For years, the deep state seemed to be the creation of conspiracy theorists, but Trump has made the term mainstream, throwing it around as a possible explanation for all this fuss about election meddling. And while the term utterly infuriates FBI agents and others who put their lives on the line to protect the American people, it's become code on the right for what they see as an out-of-control bureaucracy – which would, come to think of it, be pretty dangerous for democracy.

There you have it: three ugly possibilities, every one of which could destroy the democracy we were raised to revere.

This is where we are. So what's the average citizen to do?

Pay attention. Don't tune out, not now.

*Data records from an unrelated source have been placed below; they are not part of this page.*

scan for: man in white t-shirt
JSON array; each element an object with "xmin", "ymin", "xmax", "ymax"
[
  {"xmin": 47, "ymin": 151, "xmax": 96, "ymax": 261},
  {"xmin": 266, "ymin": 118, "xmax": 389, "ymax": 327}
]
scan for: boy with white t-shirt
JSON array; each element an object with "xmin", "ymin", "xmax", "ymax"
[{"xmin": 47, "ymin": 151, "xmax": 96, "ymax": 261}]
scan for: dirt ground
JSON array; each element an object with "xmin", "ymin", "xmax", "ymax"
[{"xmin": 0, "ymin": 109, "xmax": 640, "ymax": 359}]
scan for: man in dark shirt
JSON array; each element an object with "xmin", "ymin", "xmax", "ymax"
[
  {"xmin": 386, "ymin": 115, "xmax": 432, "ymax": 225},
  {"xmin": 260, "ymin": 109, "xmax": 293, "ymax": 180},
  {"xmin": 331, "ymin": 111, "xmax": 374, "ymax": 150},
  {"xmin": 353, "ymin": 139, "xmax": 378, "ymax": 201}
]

More on this tomorrow, but now is one of those times when our duty as a citizen is to watch what's happening in Washington and think clearly about it and act accordingly, for one paramount reason.

Your country, and the country your children will live in, is at stake.

Happening today

Back in Washington, Trump meets with members of Congress this afternoon … The Senate Intelligence Committee holds a closed meeting on "intelligence matters" … The Senate Health, Education, Labor and Pensions Committee holds a hearing on reducing health care costs … The House Judiciary Committee holds a hearing on "Facebook, Google and Twitter: Examining the Content Filtering Practices of Social Media Giants.''

Good reads

Today we offer five different takes on the Trump-Putin summit: At the Atlantic, James Fallows says the meeting is a moment of truth for Republicans ... Meantime, Thomas Friedman of the New York Times argues that it's Trump and Putin versus the U.S. ... On the right, Rich Lowry of the National Review argues that Trump undercut the country he leads ... And the Trump-loving Daily Caller says Trump haters are losing their minds over the summit ... Meantime, the Washington Post says Fox News' Chris Wallace grilled Putin when Trump wouldn't.